Background

Employer-provided COBRA,1 other medical subsidies, and perquisites affecting medical care are common components of many executive employment and severance agreements. However, as discussed more fully below, many of these arrangements will not comply with the nondiscrimination requirements under the Patient Protection and Affordable Care Act ("Health Care Reform").

Prior to Health Care Reform, only self-insured medical plans were subject to nondiscrimination rules. These rules prohibit medical plans from discriminating, with respect to both eligibility and benefits, in favor of highly compensated individuals (HCIs).2 If a self-insured medical plan is found to have discriminated in favor of HCIs, a portion of medical benefits (e.g., plan reimbursements for surgery) received by the HCIs under the plan become taxable to the HCIs. The employer paying the benefits, however, is not penalized. Since the value of plan reimbursements is usually far greater than the cost of the premiums, self-insured medical plans routinely avoided the application of these rules by treating the premium cost as taxable income to the executive.

Discussion

Health Care Reform extends these nondiscrimination rules to fully-insured medical plans, generally effective January 1, 2011 (though some plans may have an earlier or later effective date). Thus, any COBRA subsidy or other pre-tax payments of medical costs provided to a former employee under an insured plan may be discriminatory under Health Care Reform if:

  • The terminated employee is receiving the COBRA subsidy after the health care reform effective date;
  • The terminated employee is considered an HCI;
  • This subsidy is not offered to all terminated employees; and
  • The plan is not "grandfathered" (some plans do not need to meet the new nondiscrimination requirement so long as no significant changes have been made to the plan since March 23, 2010).

If an arrangement is not otherwise exempt from Health Care Reform, there is also an argument that a standalone arrangement with one individual may be exempt since a health plan covering a single individual is generally exempt from Health Care Reform. In addition, a retiree medical arrangement may also be exempt to the extent the same only covers a single former employee. Many questions remain in this area, such as whether a series of similar executive contracts will be deemed separate or aggregated together, and whether changes to an underlying insured group health plan will adversely affect possible grandfathered status for an executive arrangement. Unfortunately, the federal agencies charged with promulgating rules around Health Care Reform have not addressed these issues in any specific guidance.

Although there is limited guidance as to how Health Care Reform will be applied to executive arrangements, we know that the potential penalties for noncompliance are steep. If an insured group health plan is found to be discriminatory, the plan or plan sponsor is subject to an excise tax or civil money penalty of $100 per day per individual discriminated against (i.e., all non-highly compensated individuals), and the plan is subject to a civil action to compel it to provide nondiscriminatory benefits.

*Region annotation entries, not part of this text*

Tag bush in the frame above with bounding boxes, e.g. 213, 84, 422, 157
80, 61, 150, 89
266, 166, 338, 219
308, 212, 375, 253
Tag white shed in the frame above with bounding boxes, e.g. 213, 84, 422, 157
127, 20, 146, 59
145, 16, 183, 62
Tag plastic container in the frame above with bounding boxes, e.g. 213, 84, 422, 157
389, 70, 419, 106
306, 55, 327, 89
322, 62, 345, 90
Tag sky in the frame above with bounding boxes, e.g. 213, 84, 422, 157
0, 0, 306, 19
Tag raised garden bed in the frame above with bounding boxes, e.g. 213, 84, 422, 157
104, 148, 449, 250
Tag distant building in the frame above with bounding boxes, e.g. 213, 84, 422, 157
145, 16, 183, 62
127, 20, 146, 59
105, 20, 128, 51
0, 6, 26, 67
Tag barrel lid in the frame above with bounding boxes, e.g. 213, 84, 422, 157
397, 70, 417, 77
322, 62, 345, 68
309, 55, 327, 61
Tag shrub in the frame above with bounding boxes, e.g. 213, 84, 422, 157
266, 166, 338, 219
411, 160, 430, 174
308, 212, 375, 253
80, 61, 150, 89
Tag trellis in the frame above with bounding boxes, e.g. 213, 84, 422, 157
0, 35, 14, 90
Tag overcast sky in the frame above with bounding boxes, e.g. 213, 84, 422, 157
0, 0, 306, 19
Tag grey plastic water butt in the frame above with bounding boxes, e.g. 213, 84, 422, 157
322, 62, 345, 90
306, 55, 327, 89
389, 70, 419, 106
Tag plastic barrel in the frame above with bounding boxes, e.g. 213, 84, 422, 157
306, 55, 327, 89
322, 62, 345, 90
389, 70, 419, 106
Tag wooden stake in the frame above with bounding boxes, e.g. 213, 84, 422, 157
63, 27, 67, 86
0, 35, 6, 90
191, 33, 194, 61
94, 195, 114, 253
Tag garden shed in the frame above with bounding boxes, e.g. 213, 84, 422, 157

Although the Internal Revenue Service has not been aggressive about auditing self-insured arrangements in the recent past, Health Care Reform has renewed the focus on these issues, and we anticipate that enforcement will increase in the near future. Because of the public disclosure and reporting rules, it seems public companies are most at risk, at least initially.

Action Steps

Employers and executives should begin an immediate review of any employment, severance, and other executive arrangements to determine if possible offending subsidies or perquisites exist and consult counsel with respect to correcting any noncompliant arrangements. If an arrangement is found not to comply with Health Care Reform, remedial action such as eliminating a subsidy must be taken before Health Care Reform takes effect (generally, by year-end).

Footnotes

1. COBRA refers to the health care continuation requirements under §4980 of the Internal Revenue Code of 1986, as amended (the "Code"), and its corollary provisions under the Employee Retirement Security Act of 1974, as amended.

2. Note the definition of "highly compensated individual" (HCIs) and "highly compensated employee" under the qualified retirement plan provisions of the Code differ significantly. HCIs include the five highest paid officers, shareholders with more than a 10% interest in the employer, and the top 25% of employees ranked on the basis of compensation.